Dos desconocidos por la calle mirándose entre reojo, tímidamente bajo un titubeo constante, de andanzas torpes, voz fruncida y caminar volando por las veredas de la ciudad, en un día de otoño. Lugares sacados del libro del escritor, poeta loco, soñador desenfrenado, noches de Font y Garcia Madero con un cigarro en la cama, conversando de la literatura y de lo estúpido del mundo, del soul y el jazz; melodía desgarradora en la oscuridad de los gatos que maúllan entre basurales a la luna llena. La noche de Valdivia nos saca de paseo y no me siento seguro en ningún lugar.
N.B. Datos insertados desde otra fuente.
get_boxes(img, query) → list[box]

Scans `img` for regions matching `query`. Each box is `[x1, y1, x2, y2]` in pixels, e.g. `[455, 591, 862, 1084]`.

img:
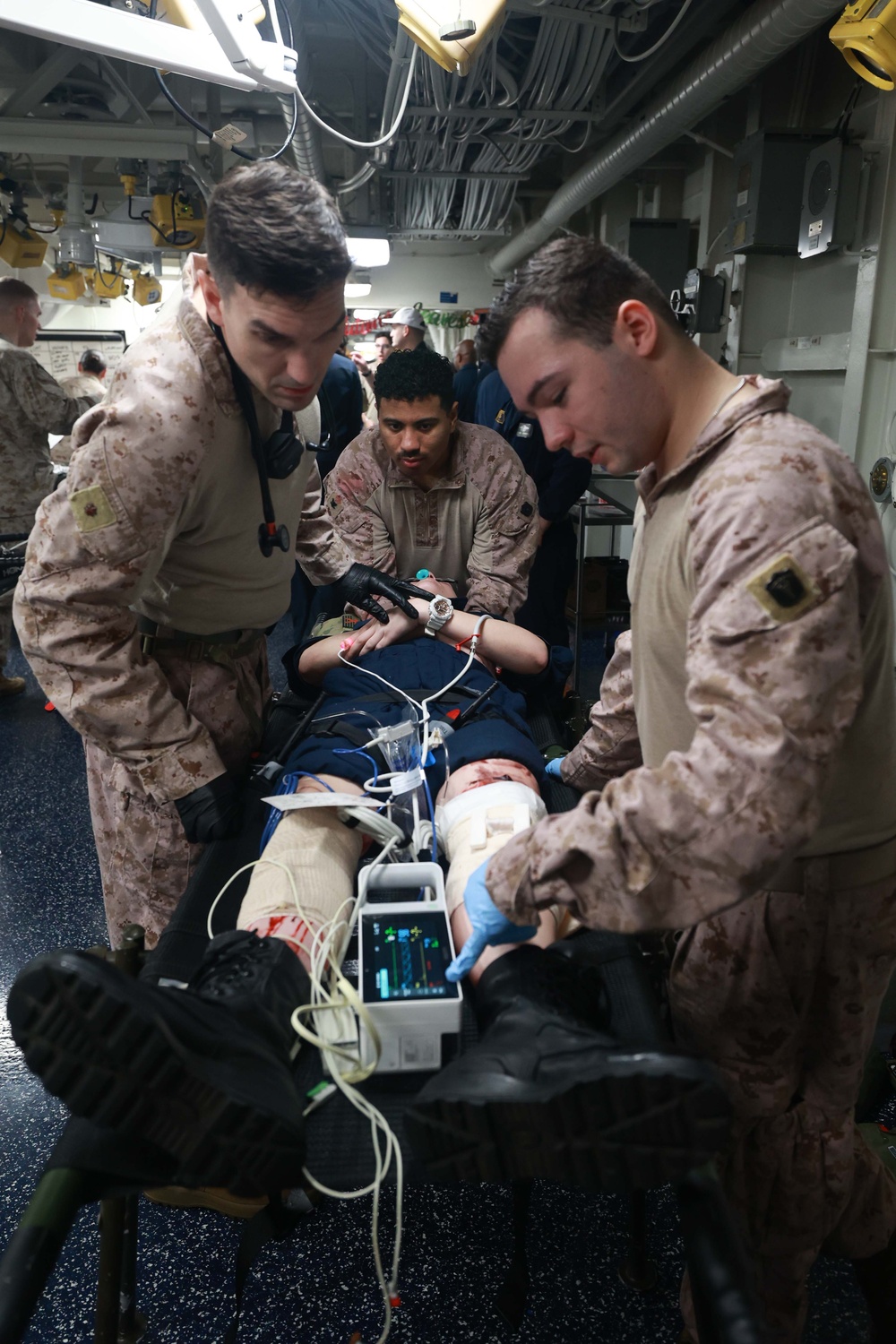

Tus ojos brillan en todos los rincones de la ciudad, fatalidad de segundos multiplicada por siglos que abrazan la alegría de lo inevitable. ¿Dónde estás? Me pregunto, y de topón me llega un beso a ojos cerrados, olvido la vida por minutos entre besos de licor y me lanzo a los caminos. Otro día más y no sé si esto es real, o es que la literatura me ha llegado a la médula y letra por letra la vida se ha transformado en el sueño de los perros románticos. Y sí, la vida me dijo crecerás, y aquí estoy maldito pasado, aquí estoy como siempre me has conocido, sin retroceder ni cambiar, siendo el mismo terco muchacho de la infancia, ese que aprecia los ojos y las manos, la voz y la mente, y deja atrás la fachada de lo plástico. ¿Por qué retroceder ahora? La mente juega, pero la vida actúa y el impulso de la intensidad que rosa los cuerpos suaves de las pieles de tu geometría me drogan, me embriagan y me siento asaltado, sin ropas, ni ideas profundas que suelen pasar por la cabeza, así, en mi acto fallido de querer dominar la situación, me equivoco, pero se siente bien el tacto de tus manos, cuando me tomas, y entramos por la puerta y nos mantenemos pegados, los dos, en libros de bolsillos robados de la librería, manchados con vino de la noche anterior, señalando frases que entre risas logran hacer notar tus dientes, hermosos dientes. Recién salidos del cuarto, la cocina invita a tomar algunas cosas y echar andar la imaginación para saciar el gasto de la energía derrochada en la intensidad que por momentos nos ha dejado abatidos en el suelo. Mañana será un nuevo día, quien lo sabe, podría ser el mismo, y no sería rutina. ¿Que tonteras no? el amor nos pone maricas.